Still working on base. Just got put on another project. Life/work sucks right now.


----------



## zodiac470 (Oct 2, 2007)

Nice job. You are still a douche bag though, hahaha!


----------



## Clay-Doh (Oct 2, 2007)

Bout time you poke yer head outta yer gopher hole Zodiac!!

You still here in the states?


----------



## Brandy (Sep 28, 2007)

Sorry for the late post.

Had a great time with everyone. Kevins boat is an awsome dive platform! Kevin was a fish whore as always.

Knotcould have never put enough chum in the water to bring in the mahi. The marines were real troopers.
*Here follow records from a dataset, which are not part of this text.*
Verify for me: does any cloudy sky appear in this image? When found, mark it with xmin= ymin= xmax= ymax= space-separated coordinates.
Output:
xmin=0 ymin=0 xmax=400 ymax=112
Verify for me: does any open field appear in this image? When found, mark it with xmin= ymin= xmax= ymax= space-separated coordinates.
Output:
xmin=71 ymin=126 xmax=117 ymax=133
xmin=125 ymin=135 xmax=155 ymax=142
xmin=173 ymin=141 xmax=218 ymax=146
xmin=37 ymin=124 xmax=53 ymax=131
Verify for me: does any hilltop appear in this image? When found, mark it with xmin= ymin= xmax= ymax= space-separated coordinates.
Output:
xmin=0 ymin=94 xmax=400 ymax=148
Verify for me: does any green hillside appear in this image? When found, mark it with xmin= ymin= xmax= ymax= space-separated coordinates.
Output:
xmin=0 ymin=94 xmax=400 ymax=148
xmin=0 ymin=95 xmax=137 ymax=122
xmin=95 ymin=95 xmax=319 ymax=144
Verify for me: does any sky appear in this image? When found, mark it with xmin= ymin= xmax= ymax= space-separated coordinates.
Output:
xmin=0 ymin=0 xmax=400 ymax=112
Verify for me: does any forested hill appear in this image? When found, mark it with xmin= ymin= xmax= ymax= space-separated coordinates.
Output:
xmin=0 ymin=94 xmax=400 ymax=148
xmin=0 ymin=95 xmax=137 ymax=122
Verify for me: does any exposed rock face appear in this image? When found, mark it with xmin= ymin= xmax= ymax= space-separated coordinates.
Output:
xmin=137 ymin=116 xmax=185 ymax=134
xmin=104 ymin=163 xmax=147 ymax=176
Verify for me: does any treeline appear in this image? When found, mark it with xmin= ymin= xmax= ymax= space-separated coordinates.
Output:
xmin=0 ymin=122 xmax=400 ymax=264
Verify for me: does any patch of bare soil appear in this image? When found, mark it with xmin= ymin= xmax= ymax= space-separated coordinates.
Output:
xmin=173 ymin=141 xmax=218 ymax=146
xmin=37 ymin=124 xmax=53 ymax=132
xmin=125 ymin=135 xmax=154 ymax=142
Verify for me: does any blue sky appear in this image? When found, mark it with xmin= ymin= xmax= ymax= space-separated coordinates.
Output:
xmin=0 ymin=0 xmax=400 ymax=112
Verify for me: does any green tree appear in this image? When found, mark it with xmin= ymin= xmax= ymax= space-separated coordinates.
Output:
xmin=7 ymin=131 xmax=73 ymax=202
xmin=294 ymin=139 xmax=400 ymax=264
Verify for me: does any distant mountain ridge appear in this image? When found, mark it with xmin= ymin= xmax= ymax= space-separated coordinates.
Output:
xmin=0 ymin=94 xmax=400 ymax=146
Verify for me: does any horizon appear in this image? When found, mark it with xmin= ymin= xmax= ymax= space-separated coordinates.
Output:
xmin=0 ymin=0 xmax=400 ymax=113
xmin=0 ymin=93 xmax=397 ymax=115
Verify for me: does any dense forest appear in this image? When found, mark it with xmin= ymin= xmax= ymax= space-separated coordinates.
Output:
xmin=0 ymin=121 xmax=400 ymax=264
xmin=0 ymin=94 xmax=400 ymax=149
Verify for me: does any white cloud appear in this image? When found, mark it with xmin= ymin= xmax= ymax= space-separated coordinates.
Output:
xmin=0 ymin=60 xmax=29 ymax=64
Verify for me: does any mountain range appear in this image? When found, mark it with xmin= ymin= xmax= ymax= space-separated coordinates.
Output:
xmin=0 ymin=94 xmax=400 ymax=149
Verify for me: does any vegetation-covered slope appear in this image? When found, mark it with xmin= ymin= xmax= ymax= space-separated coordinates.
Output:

F you clay for not inviting me this weekend!!!!!!!!!!!!!! LOL


----------



## Clay-Doh (Oct 2, 2007)

I called you first you big dummy! "Nooooo...I cant...I'm goin cave diving this weekend...."....

You sure yer drink and dive aprty aint actually on the weekend yer goin cave divin?????:letsdrink


----------



## zodiac470 (Oct 2, 2007)

> *Clay-Doh (4/25/2008)*Bout time you poke yer head outta yer gopher hole Zodiac!!
> 
> You still here in the states?




No, I've been in Iraq for about 3 weeks now. The forum is blocked on the server here except for the first hour I am at work.


----------



## Joebm83 (Apr 28, 2008)

Nice report.. too bad you didn't get on those mahi.... I've always wanted one of those.


----------